Pilot 2.0 Task and Wish List

This is a collection of special requests, wishes, suggestions, recommendations, etc. for the Pilot 2.0 Project.

Task and wish list for new developments (including tasks common between Pilot 1 and Pilot 2)

Feature Comments Status
Auto API documentation Generate API documentation from GitHub automatically. Assigned to Daniel. Not completed
Harvester support For all workflows but initially for jumbo-job and event service on HPC:s using old PanDA Pilot code. In progress
PilotDB Keep local DB file like sqlite3 to record job status, workflow status, job metrics, etc instead of dump files. Suggested by W. Guan (August 2016). Files/info to consolidate: 1) job metrics, 2) job state files, 3) jobReport json file, 4) pilot error report json file, 5) .. Assigned to Wen Guan (September 2016) Being discussed
Information service component Design a pilot component responsible for contact with information services. Assigned to Alexey Anisenkov (August 2016). Done
GFAL2 site mover Primarily for non-rucio users. Implemented by Alexey Anisenkov. (September 2016). Done
Objectstore site mover Inheriting from rucio site mover. Assigned to Wen Guan (September 2016) Done.
Traceability and pilot logging See JIRA ticket ATLASPANDA-295 for more info (October 2016) Not done
getJob(), updateJob() All job types. Message body for the final heartbeat. Assigned to Daniel and Danila. Not done
getEventRanges(), updateEventRanges() Mainly for event service. getEventRanges() also used for normal jobs to make sure the events are still available when the payload is executed, i.e. relevant for clone jobs. Assigned to Wen. Not done
Extraction of information from jobReport.json Experiment specific json created by payload and interpreted by pilot. In progress
Construction of jobMetrics Sent to server on every heartbeat. Assigned to Danila. Not done
Construction of OutputFiles.xml Metadata info relevant for Nordugrid. Not done
Conversion of worker profiles to job profiles E.g. adjustment of start and end time. Relevant for event service on HPC. Not done
Plug-in mechanism Discuss different implémentations. 1) Wen's plug-in manager, 2) Harvester plug-in mechanism, 3) plug-in handling in Pilot 1. Done
Data Control component interface to copy tools Assigned to Tobias.

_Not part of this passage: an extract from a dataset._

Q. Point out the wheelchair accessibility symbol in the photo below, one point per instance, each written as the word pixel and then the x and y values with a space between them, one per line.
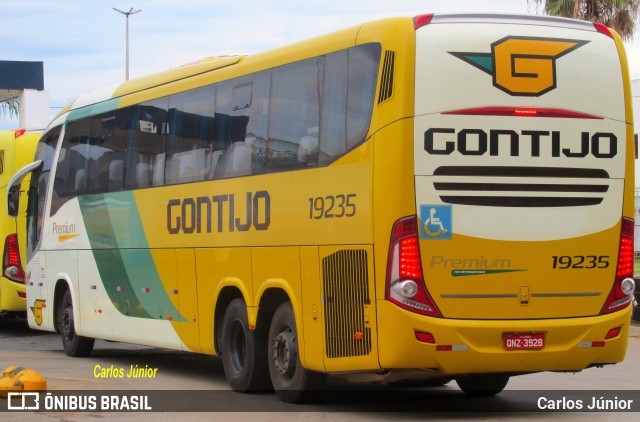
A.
pixel 436 221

In progress
Implementation of copy tools Assigned to Tobias/Pavlo. In progress
Support for containers Pilot should be able to execute the payload in its own container. Container planning. Common task, Pilot 1+2. Assigned to Paul. Supported in Pilot 1, v 69.0 and Pilot 2 In progress
Better debug mode capability Pilot should do the tail of the active log in debug mode, not necessarily the payload stdout. See mail from Rod, Feb 14. Pilot 2. To be done

Pilot 1.0 feature requests

This section contains major feature requests for Pilot 1.0 that arrive during the development of Pilot 2.0, that should be added to Pilot 2.0 as well.

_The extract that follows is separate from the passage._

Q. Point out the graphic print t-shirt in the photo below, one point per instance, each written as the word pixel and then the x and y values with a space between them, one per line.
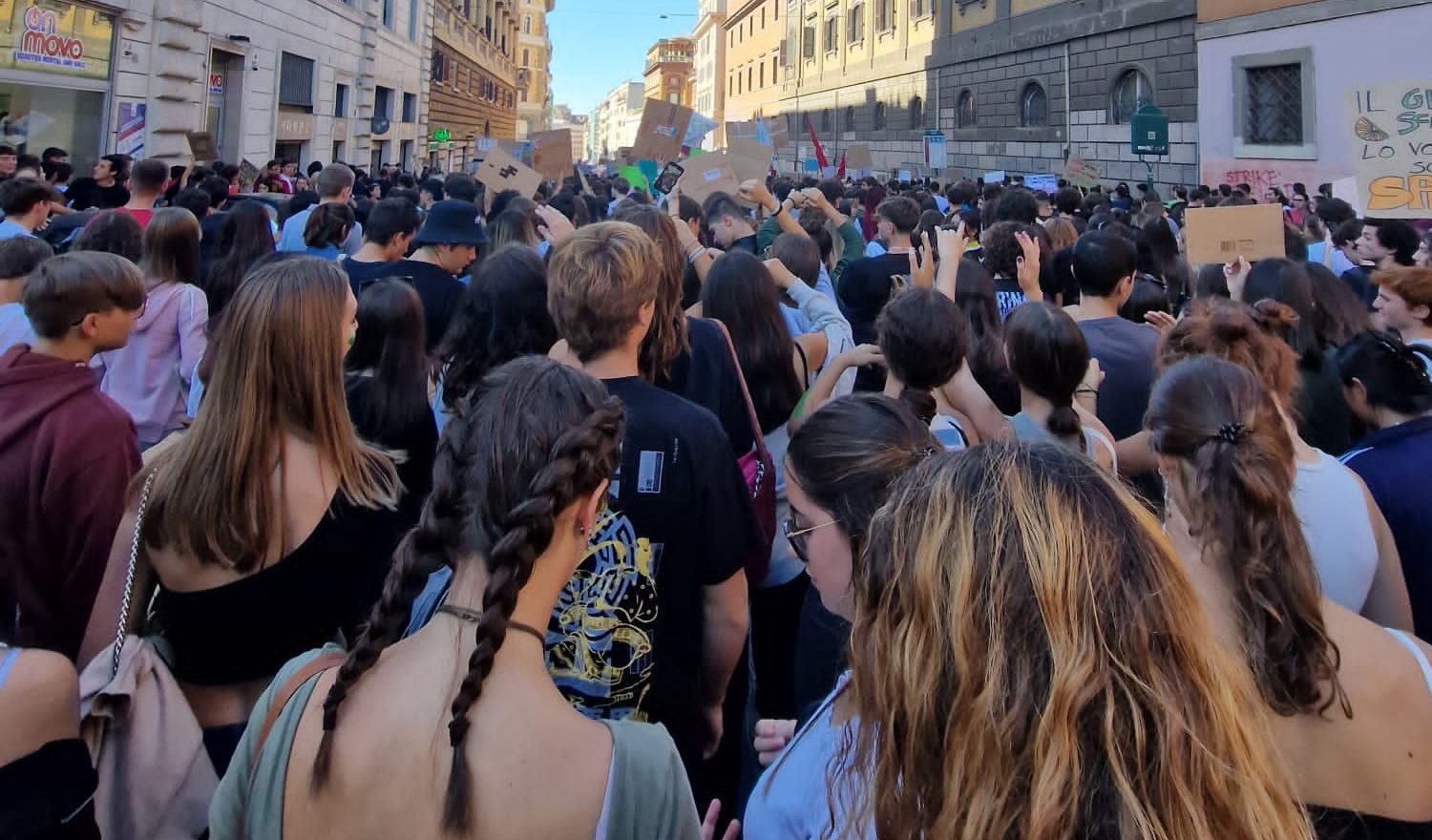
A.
pixel 624 640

Feature Pilot 1.0 version Comments Status
Benchmarking 68.0 Support for cern-benchmark suite. Assigned to Paul Nilsson Done.
Benchmarking 2 68.1 Optimizations for cern-benchmark suite. Assigned to Paul Nilsson Done.
Using payload release to setup memory monitor 67.6/68.0 Fallback to release 21 in case of setup problems (will happen with older releases). To be done by mid-February. Assigned to Danila Oleynik. Reassigned to Daniel Drizhuk. Done.
Insufficient adler32 exception handling 69.X See ATLASPANDA-329. New adler32 function added, to be tested In progress.
HC testing for preproduction versions of asetup and xrootd 68.0 Extension of HC controls in the pilot (a la --overwriteQueuedata={..} instruction). See ATLASPANDA-322 Done.
Failed job showing secondary error in panda monitor rather than actual important error ? To be solved by using error priority (mechanism exists). See ATLASPANDA-282 Not done (low priority).
Support for Event Streaming Service V1 68.0+ Event Service using Prefetcher tool. See EventServiceDataPrefetching. Assigned to Paul Nilsson. Prefetcher updated, not yet released (21.0.21). In progress.